Portanto, não há óbice à revisão contratual, com fundamento no CDC (Súmula n.
297/STJ), na hipótese em que, após dilação probatória, ficar cabalmente demonstrada a abusividade
da cláusula de juros, sendo insuficiente o fato de o índice estipulado ultrapassar 12% (doze por cento)
ao ano ou de haver estabilidade inflacionária no período.
No caso concreto, a taxa de juros remuneratórios foi considerada abusiva pelo simples
fato de ultrapassar 12% (doze por cento) ao ano, entendimento que destoa da jurisprudência
consolidada desta Corte, inclusive por meio da Súmula n. 382/STJ.
Capitalização de juros
A Segunda Seção desta Corte, no julgamento do REsp n. 973.827/RS (Relatora para
o acórdão a Ministra MARIA ISABEL GALLOTTI, julgado em 8/8/2012, DJe 24/9/2012),
submetido ao rito dos recursos especiais repetitivos (art. 543-C do CPC), consolidou o seguinte
entendimento sobre a capitalização de juros:
"É permitida a capitalização de juros com periodicidade inferior a um ano em
contratos celebrados após 31.3.2000, data da publicação da Medida Provisória n.
1.963-17/2000 (em vigor como MP 2.170-36/2001), desde que expressamente
pactuada."
"A capitalização dos juros em periodicidade inferior à anual deve vir pactuada de
forma expressa e clara. A previsão no contrato bancário de taxa de juros anual
superior ao duodécuplo da mensal é suficiente para permitir a cobrança da taxa efetiva
anual contratada."
No presente caso, ficou consignado no acórdão recorrido que (e-STJ fl. 235):
"No caso sub judice , está caracterizada a alegada abusividade da instituição financeira
credora, uma vez que foram contratados juros de 2,66 % ao mês e 37,18% ao ano (fl.
29/30)."
Depreende-se do trecho supracitado que a taxa anual de juros é superior ao
duodécuplo da taxa mensal, o que, de acordo com entendimento mais recente desta Corte, é
suficiente para permitir a cobrança da taxa efetiva anual contratada.
Caracterização da mora
O Superior Tribunal de Justiça, quando do julgamento do Recurso Especial n.

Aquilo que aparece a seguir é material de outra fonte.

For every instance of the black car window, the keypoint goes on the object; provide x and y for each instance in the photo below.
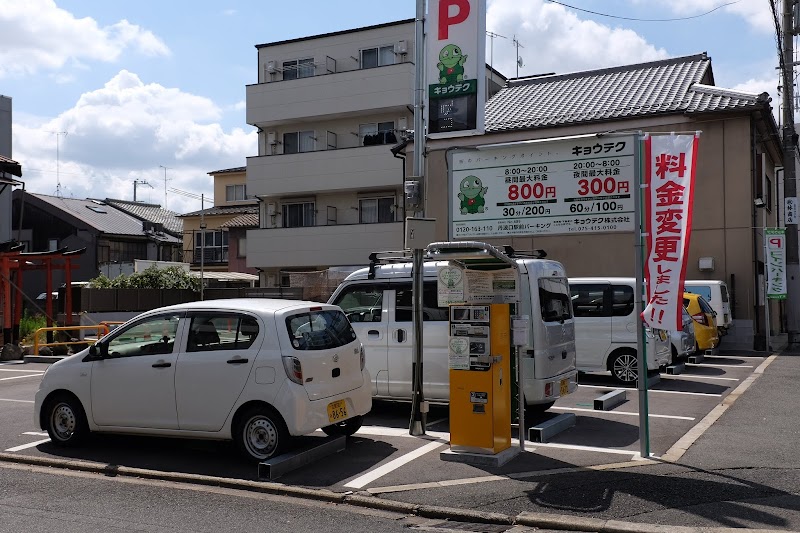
(217, 331)
(319, 330)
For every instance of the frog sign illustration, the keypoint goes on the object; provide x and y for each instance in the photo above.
(451, 64)
(471, 195)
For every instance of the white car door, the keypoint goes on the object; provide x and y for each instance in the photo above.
(213, 367)
(363, 304)
(134, 386)
(590, 304)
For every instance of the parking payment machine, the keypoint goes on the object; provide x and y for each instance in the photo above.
(480, 378)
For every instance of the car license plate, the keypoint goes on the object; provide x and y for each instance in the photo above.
(337, 411)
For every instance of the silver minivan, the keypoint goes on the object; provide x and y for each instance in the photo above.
(378, 302)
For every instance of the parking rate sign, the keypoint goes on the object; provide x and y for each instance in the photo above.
(580, 185)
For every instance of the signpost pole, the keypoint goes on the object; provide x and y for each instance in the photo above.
(641, 350)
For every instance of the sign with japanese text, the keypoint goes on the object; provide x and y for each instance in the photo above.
(456, 67)
(776, 263)
(670, 163)
(790, 210)
(579, 185)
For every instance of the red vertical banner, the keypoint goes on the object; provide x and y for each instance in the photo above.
(671, 161)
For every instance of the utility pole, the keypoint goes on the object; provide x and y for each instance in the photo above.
(789, 175)
(165, 184)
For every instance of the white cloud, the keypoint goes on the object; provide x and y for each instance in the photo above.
(556, 40)
(755, 12)
(38, 35)
(125, 131)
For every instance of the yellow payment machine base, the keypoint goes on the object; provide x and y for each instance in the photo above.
(480, 378)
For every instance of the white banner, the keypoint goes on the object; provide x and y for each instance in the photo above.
(580, 185)
(670, 162)
(776, 263)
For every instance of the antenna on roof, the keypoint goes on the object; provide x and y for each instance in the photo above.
(139, 182)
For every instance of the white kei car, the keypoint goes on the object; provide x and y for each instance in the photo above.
(254, 370)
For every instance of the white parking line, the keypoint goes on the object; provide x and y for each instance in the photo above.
(20, 377)
(381, 471)
(652, 390)
(695, 376)
(651, 415)
(29, 445)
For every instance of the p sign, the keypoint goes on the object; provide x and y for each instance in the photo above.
(456, 67)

1.061.530/RS (Relatora Ministra NANCY ANDRIGHI, SEGUNDA SEÇÃO, julgado em
22/10/2008, DJe 10/3/2009), submetido à sistemática dos recursos repetitivos (art. 543-C do CPC),
estabeleceu que:
“(...) ORIENTAÇÃO 2 - CONFIGURAÇÃO DA MORA
a) O reconhecimento da abusividade nos encargos exigidos no período da
normalidade contratual (juros remuneratórios e capitalização) descaracteriza a mora;
b) Não descaracteriza a mora o ajuizamento isolado de ação revisional, nem mesmo
quando o reconhecimento de abusividade incidir sobre os encargos inerentes ao
período de inadimplência contratual. (...)."

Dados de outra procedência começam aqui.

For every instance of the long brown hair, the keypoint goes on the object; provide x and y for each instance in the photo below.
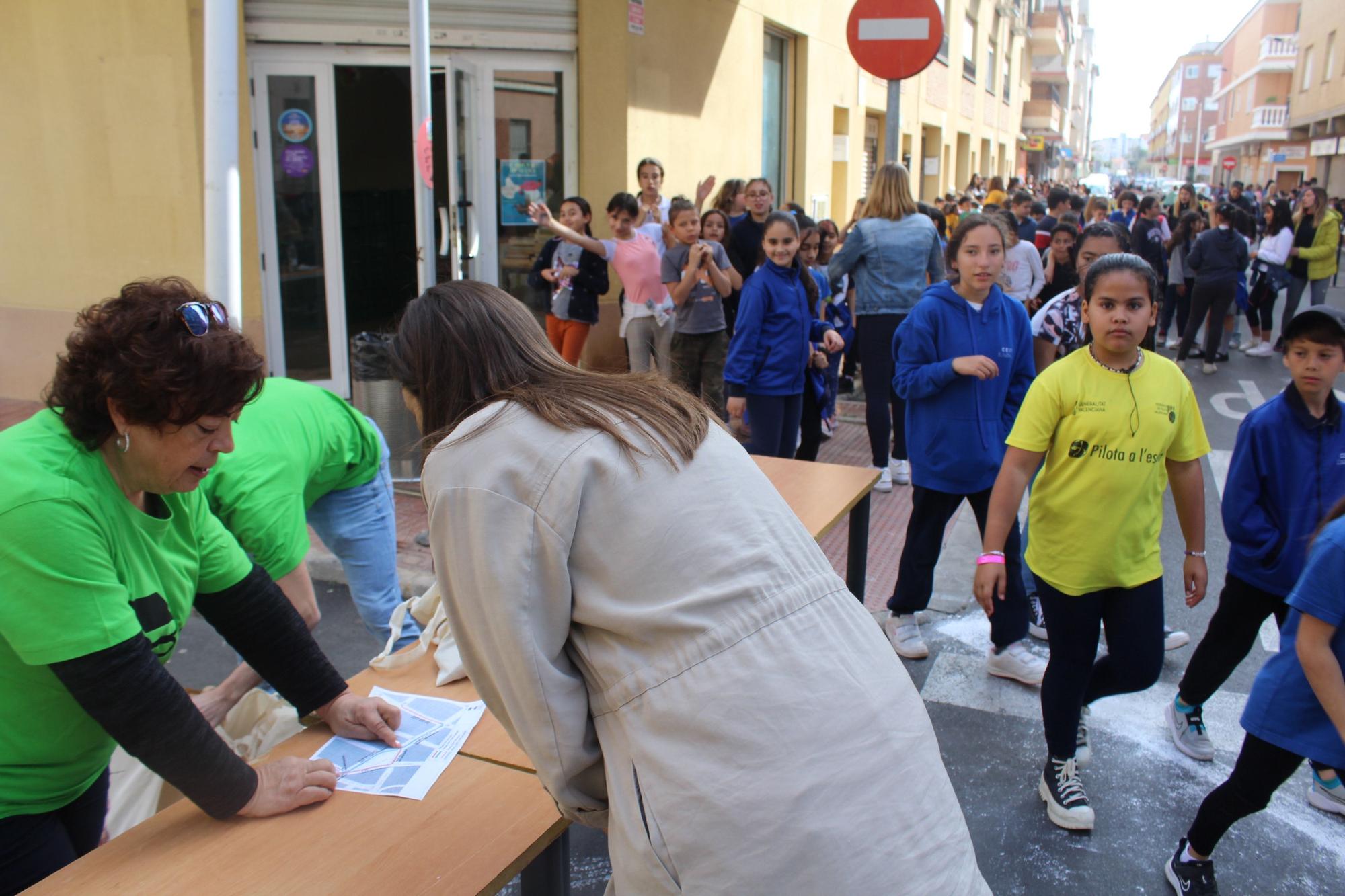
(465, 345)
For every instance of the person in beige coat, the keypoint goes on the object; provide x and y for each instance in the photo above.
(658, 631)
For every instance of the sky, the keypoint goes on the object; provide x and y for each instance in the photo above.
(1136, 42)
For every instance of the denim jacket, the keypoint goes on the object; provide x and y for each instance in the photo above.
(892, 261)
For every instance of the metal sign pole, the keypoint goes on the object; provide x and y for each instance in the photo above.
(422, 114)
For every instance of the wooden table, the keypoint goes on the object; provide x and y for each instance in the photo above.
(821, 495)
(479, 826)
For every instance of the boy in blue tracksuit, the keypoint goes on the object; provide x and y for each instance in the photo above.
(1286, 473)
(771, 345)
(964, 364)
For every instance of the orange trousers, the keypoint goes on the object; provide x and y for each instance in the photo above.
(568, 337)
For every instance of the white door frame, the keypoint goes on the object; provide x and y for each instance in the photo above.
(334, 275)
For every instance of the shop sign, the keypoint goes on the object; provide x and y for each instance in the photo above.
(523, 181)
(1324, 147)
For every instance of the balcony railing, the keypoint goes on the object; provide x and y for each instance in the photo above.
(1280, 46)
(1270, 118)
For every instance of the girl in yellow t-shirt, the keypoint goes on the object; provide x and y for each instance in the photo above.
(1114, 425)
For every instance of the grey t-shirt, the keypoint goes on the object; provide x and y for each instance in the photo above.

No caso concreto, não foi reconhecida a abusividade de encargos exigidos no período
da normalidade, devendo ser afastada a descaracterização da mora.
Comissão de permanência
No julgamento dos Recursos Especiais n. 1.058.114/RS e 1.063.343/RS, selecionados
como representativos da controvérsia (CPC, art. 543-C), a Segunda Seção desta Corte Superior
consolidou as seguintes orientações sobre a cobrança de comissão de permanência em contratos
bancários:
“(...) 2. Nos contratos bancários sujeitos ao Código de Defesa do Consumidor, é
válida a cláusula que institui comissão de permanência para viger após o vencimento
da dívida.
3. A importância cobrada a título de comissão de permanência não poderá ultrapassar
a soma dos encargos remuneratórios e moratórios previstos no contrato, ou seja: a)

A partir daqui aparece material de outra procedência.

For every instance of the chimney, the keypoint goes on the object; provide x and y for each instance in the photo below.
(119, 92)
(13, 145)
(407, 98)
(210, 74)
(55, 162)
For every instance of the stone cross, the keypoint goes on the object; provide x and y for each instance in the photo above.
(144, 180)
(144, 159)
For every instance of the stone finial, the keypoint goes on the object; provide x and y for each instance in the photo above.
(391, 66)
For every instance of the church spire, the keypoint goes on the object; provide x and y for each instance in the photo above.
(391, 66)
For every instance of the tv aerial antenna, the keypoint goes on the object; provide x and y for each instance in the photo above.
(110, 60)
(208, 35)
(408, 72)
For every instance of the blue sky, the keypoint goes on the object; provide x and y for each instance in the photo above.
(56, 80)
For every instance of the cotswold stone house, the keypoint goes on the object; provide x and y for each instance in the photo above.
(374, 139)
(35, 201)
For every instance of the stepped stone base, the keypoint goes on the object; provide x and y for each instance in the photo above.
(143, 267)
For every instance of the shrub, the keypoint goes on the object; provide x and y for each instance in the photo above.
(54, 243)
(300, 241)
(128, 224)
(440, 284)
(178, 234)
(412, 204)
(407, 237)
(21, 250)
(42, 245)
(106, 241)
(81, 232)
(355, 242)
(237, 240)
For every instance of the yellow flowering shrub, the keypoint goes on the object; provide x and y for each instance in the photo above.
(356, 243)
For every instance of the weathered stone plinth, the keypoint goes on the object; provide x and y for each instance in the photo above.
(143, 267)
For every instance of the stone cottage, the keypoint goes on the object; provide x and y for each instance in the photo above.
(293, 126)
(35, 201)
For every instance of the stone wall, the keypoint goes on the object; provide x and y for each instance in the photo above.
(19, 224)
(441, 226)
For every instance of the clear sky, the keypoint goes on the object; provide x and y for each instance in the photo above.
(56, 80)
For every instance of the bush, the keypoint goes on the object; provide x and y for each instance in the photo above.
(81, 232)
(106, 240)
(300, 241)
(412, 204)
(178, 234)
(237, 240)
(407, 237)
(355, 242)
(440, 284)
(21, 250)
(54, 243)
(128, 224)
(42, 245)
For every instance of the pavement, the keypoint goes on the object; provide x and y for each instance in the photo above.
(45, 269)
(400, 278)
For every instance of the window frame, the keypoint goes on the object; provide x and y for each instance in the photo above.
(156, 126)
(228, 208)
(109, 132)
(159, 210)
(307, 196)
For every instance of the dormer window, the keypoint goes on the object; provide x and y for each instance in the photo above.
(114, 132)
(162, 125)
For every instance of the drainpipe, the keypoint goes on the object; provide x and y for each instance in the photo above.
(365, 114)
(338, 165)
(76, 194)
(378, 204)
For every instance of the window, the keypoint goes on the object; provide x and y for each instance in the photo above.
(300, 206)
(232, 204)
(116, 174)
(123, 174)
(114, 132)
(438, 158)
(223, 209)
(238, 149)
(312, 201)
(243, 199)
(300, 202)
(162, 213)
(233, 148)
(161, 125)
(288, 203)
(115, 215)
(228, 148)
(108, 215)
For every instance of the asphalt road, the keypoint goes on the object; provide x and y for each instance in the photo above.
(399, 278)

juros remuneratórios à taxa média de mercado, não podendo ultrapassar o percentual
contratado para o período de normalidade da operação; b) juros moratórios até o limite
de 12% ao ano; e c) multa contratual limitada a 2% do valor da prestação, nos termos
do art. 52, § 1º, do CDC.
4. Constatada abusividade dos encargos pactuados na cláusula de comissão de
permanência, deverá o juiz decotá-los, preservando, tanto quanto possível, a vontade
das partes manifestada na celebração do contrato, em homenagem ao princípio da
conservação dos negócios jurídicos consagrado nos arts. 139 e 140 do Código Civil
alemão e reproduzido no art. 170 do Código Civil brasileiro. (...)"
(REsp n. 1.058.114/RS e 1.063.343/RS, Relator para Acórdão Ministro JOÃO
OTÁVIO DE NORONHA, SEGUNDA SEÇÃO, julgados em 12/8/2009, DJe
16/11/2010)
Assim, havendo previsão contratual, é válida a cobrança da comissão de permanência
no período de inadimplemento, desde que não cumulada com correção monetária nem com outros
encargos remuneratórios ou moratórios.
Afora isso, o valor exigido a esse título não pode ultrapassar a soma da taxa de juros
remuneratórios pactuada para a vigência do contrato, dos juros de mora e da multa contratual, nos
termos das Súmulas n. 30, 294, 296 e 472 do STJ.
No caso concreto, afigura-se viável a cobrança da comissão de permanência, nas
condições definidas pela jurisprudência do STJ, ficando prejudicada a insurgência recursal no que diz
respeito aos juros moratórios e à multa contratual.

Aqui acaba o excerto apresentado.